Jeff Squyres, le Tue 18 Jan 2011 20:00:42 +0100, a écrit :
> On Jan 12, 2011, at 10:10 AM, Samuel Thibault wrote:
> > This is not what I meant: hwloc_alloc_membind_policy's purpose is only
> > to allocate bound memory. It happens that hwloc_alloc_membind_policy
> > _may_ change the process policy in order to be able to bind memory
> > at all (when the underlying OS does not have a directed allocation
> > primitive), but that's not necessary. If hwloc can simply call a
> > directed allocation primitive, it will do it. If the OS doesn't support
> > binding at all, then hwloc will just allocate memory.
> How's this?
> * Setting this policy will cause the OS to try to bind a new memory
> * allocation to the specified set.
Err, no, again hwloc_alloc_membind_policy's purpose is _not_ to set a
policy for future allocations, but _only_ to allocate data. It just
_happens_ to possibly have to change the current process policy in order
to achieve the binding, but that's only a side effect. Think of it as
"allocate bound memory, possibly changing the policy just for that".
> As a side effect, some operating
> * systems may change the current memory binding policy;
It's not really the system that changes the current memory binding
policy, it's hwloc which explicitly requests the operating to do so, in
order to actually get the desired binding.
I have rephrased it.
> >> + HWLOC_MEMBIND_INTERLEAVE = 3, /**< \brief Allocate memory on
> > This is not really correct: if the threads were splitting the memory
> > amongst themselves, FIRSTTOUCH should be used instead, to migrate pages
> > close to where they are referenced from. I have rephrased that
> What's a good simple example scenario when it would be good to use INTERLEAVE, then?

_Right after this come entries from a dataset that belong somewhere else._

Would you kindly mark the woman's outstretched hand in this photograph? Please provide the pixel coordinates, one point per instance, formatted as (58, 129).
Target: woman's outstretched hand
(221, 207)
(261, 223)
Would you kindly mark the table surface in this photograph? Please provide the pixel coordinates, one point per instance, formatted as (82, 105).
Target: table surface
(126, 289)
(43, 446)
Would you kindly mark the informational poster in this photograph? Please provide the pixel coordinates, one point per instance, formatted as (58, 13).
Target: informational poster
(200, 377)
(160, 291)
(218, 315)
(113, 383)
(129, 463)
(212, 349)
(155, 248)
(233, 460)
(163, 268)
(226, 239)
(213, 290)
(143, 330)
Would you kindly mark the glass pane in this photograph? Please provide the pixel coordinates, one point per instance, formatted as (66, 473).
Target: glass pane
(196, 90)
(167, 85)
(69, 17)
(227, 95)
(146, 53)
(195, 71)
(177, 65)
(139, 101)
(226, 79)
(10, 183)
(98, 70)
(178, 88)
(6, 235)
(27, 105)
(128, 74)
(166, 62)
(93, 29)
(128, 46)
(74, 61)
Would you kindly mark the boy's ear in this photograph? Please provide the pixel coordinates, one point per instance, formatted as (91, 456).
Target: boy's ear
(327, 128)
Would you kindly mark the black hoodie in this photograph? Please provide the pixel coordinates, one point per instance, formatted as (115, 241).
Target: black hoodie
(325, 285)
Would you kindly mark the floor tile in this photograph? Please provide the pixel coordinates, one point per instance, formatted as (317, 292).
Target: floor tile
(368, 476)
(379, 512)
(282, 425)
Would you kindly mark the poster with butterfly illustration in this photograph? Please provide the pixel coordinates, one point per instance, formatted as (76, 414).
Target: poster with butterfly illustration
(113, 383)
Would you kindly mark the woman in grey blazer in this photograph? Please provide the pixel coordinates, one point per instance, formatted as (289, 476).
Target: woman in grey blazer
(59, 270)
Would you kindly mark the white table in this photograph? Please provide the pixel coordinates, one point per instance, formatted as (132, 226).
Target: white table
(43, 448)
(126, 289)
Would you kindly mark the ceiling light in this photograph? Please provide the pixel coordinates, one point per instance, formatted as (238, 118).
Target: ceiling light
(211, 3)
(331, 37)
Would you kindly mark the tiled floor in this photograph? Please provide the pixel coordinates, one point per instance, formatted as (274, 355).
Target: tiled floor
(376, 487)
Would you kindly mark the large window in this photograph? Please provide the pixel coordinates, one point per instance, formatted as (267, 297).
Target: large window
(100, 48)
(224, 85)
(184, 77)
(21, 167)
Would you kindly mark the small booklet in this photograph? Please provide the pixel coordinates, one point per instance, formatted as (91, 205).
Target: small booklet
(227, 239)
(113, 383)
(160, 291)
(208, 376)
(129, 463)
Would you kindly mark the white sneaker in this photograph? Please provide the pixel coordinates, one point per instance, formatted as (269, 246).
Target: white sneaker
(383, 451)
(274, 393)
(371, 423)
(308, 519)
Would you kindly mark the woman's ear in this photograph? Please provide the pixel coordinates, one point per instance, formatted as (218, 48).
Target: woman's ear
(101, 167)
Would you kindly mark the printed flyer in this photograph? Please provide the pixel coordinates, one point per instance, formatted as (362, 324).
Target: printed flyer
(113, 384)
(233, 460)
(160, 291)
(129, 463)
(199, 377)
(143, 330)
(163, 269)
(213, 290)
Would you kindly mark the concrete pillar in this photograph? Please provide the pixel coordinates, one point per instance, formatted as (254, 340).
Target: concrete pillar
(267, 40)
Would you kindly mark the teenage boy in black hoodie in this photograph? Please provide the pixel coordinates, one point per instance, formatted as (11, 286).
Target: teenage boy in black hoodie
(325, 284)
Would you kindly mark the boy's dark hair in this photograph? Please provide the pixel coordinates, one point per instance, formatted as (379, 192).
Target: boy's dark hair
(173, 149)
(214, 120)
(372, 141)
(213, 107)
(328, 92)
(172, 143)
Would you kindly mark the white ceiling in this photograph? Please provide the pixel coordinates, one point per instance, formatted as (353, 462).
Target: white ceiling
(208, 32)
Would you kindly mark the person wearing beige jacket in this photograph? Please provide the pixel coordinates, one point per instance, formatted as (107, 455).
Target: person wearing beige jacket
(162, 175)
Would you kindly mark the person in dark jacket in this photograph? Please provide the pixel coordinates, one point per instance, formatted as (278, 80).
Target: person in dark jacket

Well, this is what I have put instead:
"Interleaving can be useful when threads distributed across the
specified NUMA nodes will all be accessing the whole memory range
concurrently, since the interleave will then balance the memory
By "the whole", I really mean _all_ the threads will access the _whole_
range, without known separation, e.g. a coefficient vector that all
threads need to read to perform some computation.